Active Learning with Neural Networks: Insights from Nonparametric Statistics

TL;DR

This paper provides the first rigorous theoretical guarantees for deep active learning with neural networks, showing near-optimal label complexity under standard conditions and polylogarithmic complexity with abstention.

Contribution

It introduces the first near-optimal label complexity guarantees for deep active learning, connecting neural networks with nonparametric statistics and extending results to Radon BV spaces.

Findings

Achieves minimax label complexity under low noise conditions.

Develops an efficient active learning algorithm with polylogarithmic label complexity with abstention.

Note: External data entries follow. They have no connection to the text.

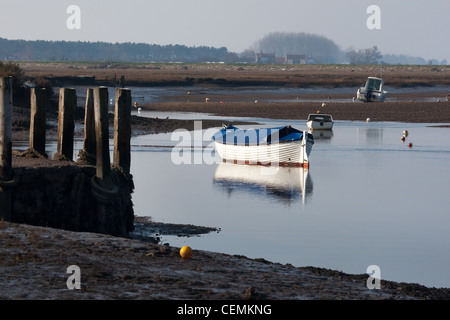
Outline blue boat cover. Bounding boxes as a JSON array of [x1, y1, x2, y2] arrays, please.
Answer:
[[212, 125, 313, 146]]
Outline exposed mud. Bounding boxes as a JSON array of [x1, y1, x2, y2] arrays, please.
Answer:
[[2, 221, 450, 300]]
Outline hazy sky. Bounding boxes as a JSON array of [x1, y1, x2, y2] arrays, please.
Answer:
[[0, 0, 449, 61]]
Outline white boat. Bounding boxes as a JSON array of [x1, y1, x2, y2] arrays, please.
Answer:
[[306, 113, 334, 130], [356, 77, 388, 102], [212, 125, 314, 168]]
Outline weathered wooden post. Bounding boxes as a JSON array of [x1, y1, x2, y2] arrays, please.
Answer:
[[77, 88, 96, 165], [113, 88, 131, 175], [54, 88, 76, 161], [0, 77, 13, 220], [90, 87, 118, 234], [29, 87, 47, 157], [93, 87, 112, 184]]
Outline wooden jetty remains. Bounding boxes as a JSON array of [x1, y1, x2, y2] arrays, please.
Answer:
[[0, 77, 134, 237]]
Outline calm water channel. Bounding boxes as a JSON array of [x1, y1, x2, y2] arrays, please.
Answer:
[[13, 87, 450, 289], [130, 114, 450, 289]]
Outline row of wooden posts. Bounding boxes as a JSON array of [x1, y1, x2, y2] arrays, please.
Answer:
[[0, 76, 132, 221]]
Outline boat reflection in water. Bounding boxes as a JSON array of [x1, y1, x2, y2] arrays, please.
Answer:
[[308, 129, 334, 142], [213, 163, 313, 205]]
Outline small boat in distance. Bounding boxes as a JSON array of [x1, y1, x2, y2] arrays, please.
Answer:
[[212, 124, 314, 168], [306, 113, 334, 130], [356, 77, 388, 102]]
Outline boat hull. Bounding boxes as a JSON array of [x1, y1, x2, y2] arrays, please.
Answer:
[[306, 120, 333, 130], [356, 77, 388, 102], [214, 139, 313, 167], [356, 89, 387, 102]]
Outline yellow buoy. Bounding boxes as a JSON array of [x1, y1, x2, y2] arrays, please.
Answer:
[[180, 246, 193, 259]]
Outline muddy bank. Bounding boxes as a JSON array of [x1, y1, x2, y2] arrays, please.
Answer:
[[19, 62, 450, 89], [11, 104, 257, 142], [2, 221, 450, 300], [143, 100, 450, 123], [131, 216, 221, 244]]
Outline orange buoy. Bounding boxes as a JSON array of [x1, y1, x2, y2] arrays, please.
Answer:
[[180, 246, 193, 259], [408, 142, 413, 148]]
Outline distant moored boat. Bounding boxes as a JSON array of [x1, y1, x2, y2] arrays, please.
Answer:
[[356, 77, 388, 102], [306, 113, 334, 130]]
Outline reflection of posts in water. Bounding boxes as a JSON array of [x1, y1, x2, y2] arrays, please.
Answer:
[[54, 88, 76, 161], [29, 88, 47, 157], [0, 77, 13, 220], [78, 88, 96, 165], [113, 88, 131, 175]]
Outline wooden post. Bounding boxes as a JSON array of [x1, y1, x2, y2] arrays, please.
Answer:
[[77, 88, 96, 164], [93, 87, 112, 184], [91, 87, 118, 235], [29, 87, 47, 157], [113, 88, 131, 174], [54, 88, 76, 161], [0, 77, 13, 220]]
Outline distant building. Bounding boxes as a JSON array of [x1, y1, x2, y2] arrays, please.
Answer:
[[255, 51, 276, 64], [285, 54, 307, 64], [255, 52, 312, 64]]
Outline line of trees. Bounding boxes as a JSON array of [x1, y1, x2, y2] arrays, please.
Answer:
[[0, 38, 228, 63], [250, 32, 344, 64], [1, 35, 445, 65], [346, 46, 382, 65]]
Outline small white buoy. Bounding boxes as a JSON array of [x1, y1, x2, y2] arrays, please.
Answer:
[[352, 97, 355, 102], [403, 130, 409, 138], [254, 100, 258, 103], [366, 118, 371, 122], [138, 107, 142, 112], [205, 98, 210, 102], [322, 102, 326, 107]]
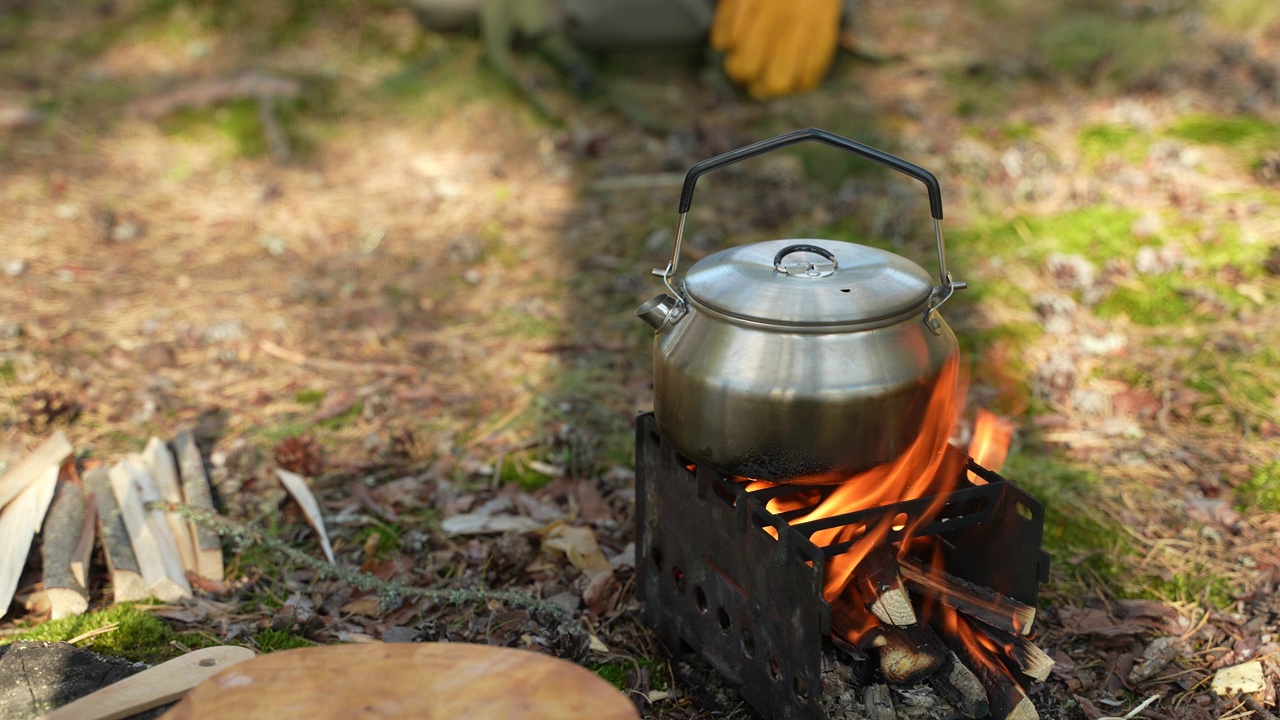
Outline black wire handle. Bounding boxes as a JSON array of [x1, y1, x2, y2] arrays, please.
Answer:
[[678, 127, 943, 219]]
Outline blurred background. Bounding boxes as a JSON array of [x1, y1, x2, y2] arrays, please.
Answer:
[[1, 0, 1279, 715]]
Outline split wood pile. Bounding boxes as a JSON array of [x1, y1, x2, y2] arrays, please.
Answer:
[[0, 429, 224, 620]]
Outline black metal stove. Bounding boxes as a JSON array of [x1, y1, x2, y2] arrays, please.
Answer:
[[634, 412, 1050, 720]]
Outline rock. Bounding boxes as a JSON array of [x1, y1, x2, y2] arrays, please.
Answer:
[[3, 258, 24, 277]]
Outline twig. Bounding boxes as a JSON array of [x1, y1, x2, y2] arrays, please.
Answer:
[[165, 502, 577, 628], [1240, 694, 1280, 720], [258, 340, 418, 376]]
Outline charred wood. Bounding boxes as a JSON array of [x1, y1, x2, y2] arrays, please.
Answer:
[[948, 631, 1039, 720], [874, 622, 947, 686], [927, 650, 989, 718], [863, 684, 896, 720], [899, 554, 1036, 636], [851, 546, 917, 626], [972, 623, 1055, 682]]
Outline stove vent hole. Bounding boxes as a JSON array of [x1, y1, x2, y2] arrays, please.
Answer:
[[694, 586, 708, 613], [672, 566, 686, 593], [891, 512, 909, 531], [741, 628, 755, 658], [651, 546, 664, 570], [792, 676, 808, 704], [716, 607, 731, 634], [767, 654, 781, 682]]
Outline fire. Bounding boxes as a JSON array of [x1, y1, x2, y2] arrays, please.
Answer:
[[968, 408, 1015, 483], [738, 356, 1020, 606]]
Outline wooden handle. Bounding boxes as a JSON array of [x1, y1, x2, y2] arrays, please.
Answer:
[[38, 646, 256, 720]]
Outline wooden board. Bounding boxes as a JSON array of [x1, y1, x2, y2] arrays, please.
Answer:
[[161, 643, 641, 720], [0, 465, 60, 620]]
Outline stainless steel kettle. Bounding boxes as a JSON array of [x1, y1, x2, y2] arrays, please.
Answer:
[[636, 128, 966, 483]]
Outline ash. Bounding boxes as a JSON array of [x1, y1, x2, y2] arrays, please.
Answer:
[[821, 646, 962, 720]]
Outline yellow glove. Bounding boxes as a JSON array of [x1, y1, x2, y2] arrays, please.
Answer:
[[710, 0, 842, 100]]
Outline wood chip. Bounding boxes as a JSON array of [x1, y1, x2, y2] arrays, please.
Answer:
[[275, 469, 335, 563]]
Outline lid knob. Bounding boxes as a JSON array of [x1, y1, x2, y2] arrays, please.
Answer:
[[773, 244, 839, 278]]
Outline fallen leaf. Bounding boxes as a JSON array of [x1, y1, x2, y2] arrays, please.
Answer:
[[588, 634, 609, 653], [441, 513, 543, 535], [646, 690, 670, 702], [1059, 607, 1148, 637], [583, 568, 621, 616], [341, 596, 384, 617], [1210, 661, 1265, 696], [574, 480, 613, 524], [541, 523, 612, 578]]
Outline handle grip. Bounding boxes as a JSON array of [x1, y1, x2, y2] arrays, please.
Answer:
[[678, 127, 943, 219]]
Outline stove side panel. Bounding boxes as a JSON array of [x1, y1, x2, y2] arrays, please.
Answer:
[[636, 413, 828, 720]]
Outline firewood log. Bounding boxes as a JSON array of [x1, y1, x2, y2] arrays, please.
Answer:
[[899, 554, 1036, 635], [40, 479, 90, 619], [173, 431, 224, 581], [850, 546, 917, 626], [86, 467, 149, 603]]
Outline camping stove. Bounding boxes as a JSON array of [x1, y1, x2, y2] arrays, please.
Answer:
[[634, 412, 1050, 720]]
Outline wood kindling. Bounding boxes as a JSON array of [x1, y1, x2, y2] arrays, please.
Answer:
[[173, 430, 224, 581], [0, 464, 60, 620], [899, 554, 1036, 636], [928, 650, 990, 719], [108, 459, 192, 602], [40, 477, 91, 620], [0, 431, 72, 510], [143, 437, 197, 573], [86, 466, 149, 603]]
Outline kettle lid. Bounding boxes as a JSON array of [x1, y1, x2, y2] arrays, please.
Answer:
[[682, 239, 934, 327]]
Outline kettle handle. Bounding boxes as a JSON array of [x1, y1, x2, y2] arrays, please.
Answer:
[[655, 128, 962, 323], [678, 127, 943, 219]]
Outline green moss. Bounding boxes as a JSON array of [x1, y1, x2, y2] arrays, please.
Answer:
[[498, 456, 553, 491], [1093, 275, 1194, 325], [295, 389, 326, 405], [1168, 115, 1280, 150], [253, 628, 314, 653], [1079, 124, 1149, 164], [0, 604, 215, 664], [1209, 0, 1280, 33], [953, 207, 1142, 265], [1125, 573, 1236, 610], [590, 657, 667, 692], [1237, 462, 1280, 513], [1037, 14, 1183, 86], [0, 361, 14, 382]]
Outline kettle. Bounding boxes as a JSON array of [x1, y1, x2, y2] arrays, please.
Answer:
[[636, 128, 966, 483]]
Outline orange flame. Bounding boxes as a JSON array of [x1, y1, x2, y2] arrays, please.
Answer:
[[968, 409, 1015, 484]]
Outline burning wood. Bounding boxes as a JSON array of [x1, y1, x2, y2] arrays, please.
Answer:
[[972, 623, 1055, 683], [849, 547, 917, 627], [899, 554, 1036, 636], [928, 650, 989, 719], [871, 622, 947, 685]]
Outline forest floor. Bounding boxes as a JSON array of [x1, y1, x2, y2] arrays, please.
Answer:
[[1, 0, 1279, 718]]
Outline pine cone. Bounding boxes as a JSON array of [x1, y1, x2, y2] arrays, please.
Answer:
[[17, 390, 80, 433], [274, 434, 325, 477]]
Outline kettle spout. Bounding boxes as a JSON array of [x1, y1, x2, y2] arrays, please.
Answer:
[[636, 294, 682, 331]]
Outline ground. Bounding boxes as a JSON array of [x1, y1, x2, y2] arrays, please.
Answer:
[[1, 0, 1279, 718]]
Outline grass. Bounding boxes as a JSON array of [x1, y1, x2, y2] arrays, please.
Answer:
[[1079, 123, 1150, 165], [0, 604, 217, 664]]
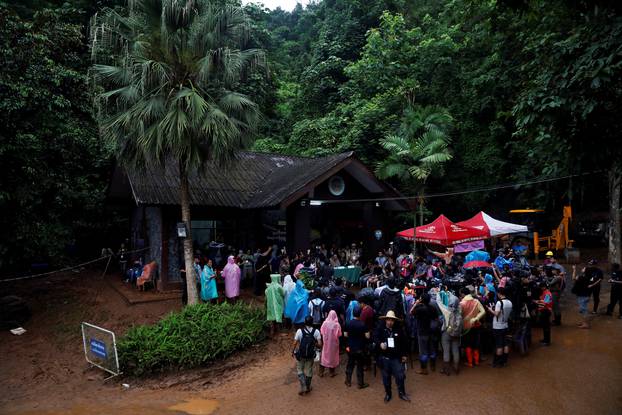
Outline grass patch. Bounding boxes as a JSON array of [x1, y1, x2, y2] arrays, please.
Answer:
[[118, 302, 266, 376]]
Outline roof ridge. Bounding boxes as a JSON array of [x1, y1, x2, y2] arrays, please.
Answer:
[[241, 150, 354, 161]]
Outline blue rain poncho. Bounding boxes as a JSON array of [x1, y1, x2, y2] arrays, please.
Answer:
[[284, 280, 309, 324], [346, 300, 360, 323], [494, 255, 513, 270], [200, 265, 218, 301], [465, 250, 490, 263], [479, 273, 496, 299]]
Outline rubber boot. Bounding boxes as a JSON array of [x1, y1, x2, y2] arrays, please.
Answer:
[[452, 360, 460, 375], [492, 354, 499, 368], [384, 386, 392, 403], [305, 376, 313, 393], [473, 350, 480, 367], [502, 353, 509, 367], [298, 374, 307, 395], [465, 347, 473, 367], [429, 358, 436, 372], [356, 368, 367, 389]]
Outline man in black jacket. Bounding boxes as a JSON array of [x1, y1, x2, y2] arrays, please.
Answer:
[[374, 310, 410, 403], [323, 287, 346, 325], [412, 293, 439, 374]]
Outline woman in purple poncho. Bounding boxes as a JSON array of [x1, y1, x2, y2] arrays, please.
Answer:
[[222, 255, 241, 301]]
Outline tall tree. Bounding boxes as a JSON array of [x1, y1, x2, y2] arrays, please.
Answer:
[[0, 6, 111, 272], [297, 0, 403, 116], [376, 103, 453, 242], [511, 1, 622, 262], [90, 0, 265, 304]]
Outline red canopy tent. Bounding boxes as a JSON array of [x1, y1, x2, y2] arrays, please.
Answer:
[[396, 214, 489, 246]]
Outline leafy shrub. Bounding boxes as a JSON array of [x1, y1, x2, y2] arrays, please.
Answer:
[[118, 302, 266, 376]]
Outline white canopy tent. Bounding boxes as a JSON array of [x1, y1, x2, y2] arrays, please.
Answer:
[[457, 211, 528, 237]]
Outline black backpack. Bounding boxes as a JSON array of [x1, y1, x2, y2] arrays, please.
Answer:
[[311, 301, 325, 325], [296, 328, 317, 360], [380, 290, 403, 318]]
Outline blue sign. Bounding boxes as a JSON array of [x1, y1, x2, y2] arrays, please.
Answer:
[[90, 338, 107, 359]]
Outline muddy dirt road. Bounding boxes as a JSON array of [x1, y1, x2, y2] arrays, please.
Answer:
[[1, 272, 621, 415]]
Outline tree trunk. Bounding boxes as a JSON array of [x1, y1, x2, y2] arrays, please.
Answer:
[[609, 165, 621, 265], [180, 163, 199, 305]]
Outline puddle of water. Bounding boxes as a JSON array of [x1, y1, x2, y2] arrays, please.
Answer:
[[168, 399, 219, 415]]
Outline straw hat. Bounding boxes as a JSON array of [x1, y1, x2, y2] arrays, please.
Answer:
[[379, 310, 402, 321]]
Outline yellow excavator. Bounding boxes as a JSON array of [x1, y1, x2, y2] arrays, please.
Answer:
[[509, 205, 575, 258]]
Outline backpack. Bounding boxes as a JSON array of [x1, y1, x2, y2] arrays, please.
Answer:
[[296, 328, 317, 360], [379, 290, 403, 318], [495, 299, 509, 324], [311, 300, 325, 325], [446, 307, 463, 337]]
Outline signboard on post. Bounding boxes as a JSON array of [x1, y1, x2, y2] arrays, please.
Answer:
[[81, 322, 120, 378]]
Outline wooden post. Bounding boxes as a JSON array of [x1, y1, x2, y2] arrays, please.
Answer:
[[533, 231, 539, 258]]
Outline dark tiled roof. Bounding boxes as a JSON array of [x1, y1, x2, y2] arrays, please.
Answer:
[[126, 151, 354, 208]]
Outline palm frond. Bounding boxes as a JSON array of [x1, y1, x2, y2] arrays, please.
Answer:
[[376, 161, 410, 181], [90, 0, 264, 169], [380, 134, 410, 153], [408, 165, 432, 181]]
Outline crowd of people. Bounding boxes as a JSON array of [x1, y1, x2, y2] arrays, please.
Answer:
[[178, 242, 371, 304], [260, 243, 621, 403], [120, 237, 621, 403]]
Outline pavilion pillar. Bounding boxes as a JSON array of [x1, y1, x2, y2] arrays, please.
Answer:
[[287, 200, 310, 254], [364, 201, 384, 258]]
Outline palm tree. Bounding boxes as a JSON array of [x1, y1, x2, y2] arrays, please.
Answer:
[[90, 0, 265, 304], [376, 105, 453, 251]]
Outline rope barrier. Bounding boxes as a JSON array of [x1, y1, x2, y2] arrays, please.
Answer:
[[0, 247, 150, 283]]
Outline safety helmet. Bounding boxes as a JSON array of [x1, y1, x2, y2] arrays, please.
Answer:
[[545, 251, 554, 257]]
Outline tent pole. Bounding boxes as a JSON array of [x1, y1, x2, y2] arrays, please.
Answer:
[[413, 207, 417, 257]]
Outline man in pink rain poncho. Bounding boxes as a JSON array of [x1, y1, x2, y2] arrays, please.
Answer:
[[221, 255, 241, 302], [319, 310, 342, 377]]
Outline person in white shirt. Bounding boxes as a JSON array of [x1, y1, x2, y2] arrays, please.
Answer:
[[293, 316, 323, 395], [487, 287, 513, 368]]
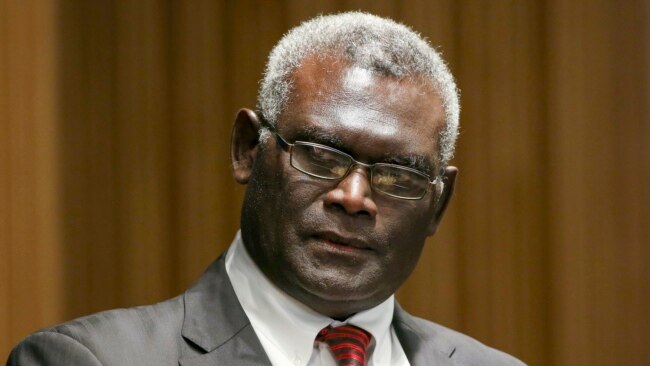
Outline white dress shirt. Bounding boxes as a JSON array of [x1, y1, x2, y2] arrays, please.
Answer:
[[225, 231, 410, 366]]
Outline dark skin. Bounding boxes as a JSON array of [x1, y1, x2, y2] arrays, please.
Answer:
[[231, 56, 458, 319]]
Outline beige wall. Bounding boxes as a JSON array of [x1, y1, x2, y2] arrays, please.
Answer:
[[2, 1, 649, 365]]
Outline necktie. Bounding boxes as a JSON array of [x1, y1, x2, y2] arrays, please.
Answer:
[[316, 324, 372, 366]]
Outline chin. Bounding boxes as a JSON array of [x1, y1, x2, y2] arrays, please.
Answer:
[[301, 286, 387, 319], [288, 270, 388, 313]]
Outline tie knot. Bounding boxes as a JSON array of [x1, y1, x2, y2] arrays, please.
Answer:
[[316, 325, 372, 366]]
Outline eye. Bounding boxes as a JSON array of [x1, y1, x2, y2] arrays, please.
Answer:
[[374, 170, 411, 190], [330, 165, 348, 176], [308, 145, 338, 162], [292, 143, 351, 179]]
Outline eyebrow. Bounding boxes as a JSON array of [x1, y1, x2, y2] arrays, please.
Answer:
[[383, 154, 433, 176], [294, 126, 344, 147]]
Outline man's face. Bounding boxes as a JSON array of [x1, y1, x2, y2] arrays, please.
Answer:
[[236, 56, 451, 319]]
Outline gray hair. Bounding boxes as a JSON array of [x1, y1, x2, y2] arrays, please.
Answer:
[[257, 11, 460, 165]]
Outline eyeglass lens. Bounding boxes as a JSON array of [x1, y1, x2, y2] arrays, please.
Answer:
[[290, 142, 430, 199]]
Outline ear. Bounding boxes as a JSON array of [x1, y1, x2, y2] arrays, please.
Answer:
[[426, 166, 458, 236], [231, 108, 262, 184]]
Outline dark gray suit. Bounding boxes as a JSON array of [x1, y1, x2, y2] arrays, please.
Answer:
[[7, 255, 525, 365]]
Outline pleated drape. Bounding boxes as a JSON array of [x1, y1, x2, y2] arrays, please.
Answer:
[[2, 1, 649, 365]]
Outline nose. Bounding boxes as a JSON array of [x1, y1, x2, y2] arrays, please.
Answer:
[[324, 166, 378, 218]]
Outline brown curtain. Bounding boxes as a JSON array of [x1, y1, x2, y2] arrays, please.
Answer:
[[2, 1, 649, 365]]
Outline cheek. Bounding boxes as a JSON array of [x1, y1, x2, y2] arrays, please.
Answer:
[[381, 199, 436, 234], [383, 231, 427, 285], [380, 205, 432, 263], [250, 152, 326, 233], [242, 152, 294, 233], [282, 171, 331, 209]]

Extends theoretical guarantees to Radon BV spaces.

Abstract

Deep neural networks have great representation power, but typically require large numbers of training examples. This motivates deep active learning methods that can significantly reduce the amount of labeled training data. Empirical successes of deep active learning have been recently reported in the literature, however, rigorous label complexity guarantees of deep active learning have remained elusive. This constitutes a significant gap between theory and practice. This paper tackles this gap by providing the first near-optimal label complexity guarantees for deep active learning. The key insight is to study deep active learning from the nonparametric classification perspective. Under standard low noise conditions, we show that active learning with neural networks can provably achieve the minimax label complexity, up to disagreement coefficient and other logarithmic terms. When equipped with an abstention option, we further develop an efficient deep active learning algorithm that achieves $\mathsf{polylog}(\frac{1}{\epsilon})$ label complexity, without any low noise assumptions. We also provide extensions of our results beyond the commonly studied Sobolev/H\"older spaces and develop label complexity guarantees for learning in Radon $\mathsf{BV}^2$ spaces, which have recently been proposed as natural function spaces associated with neural networks.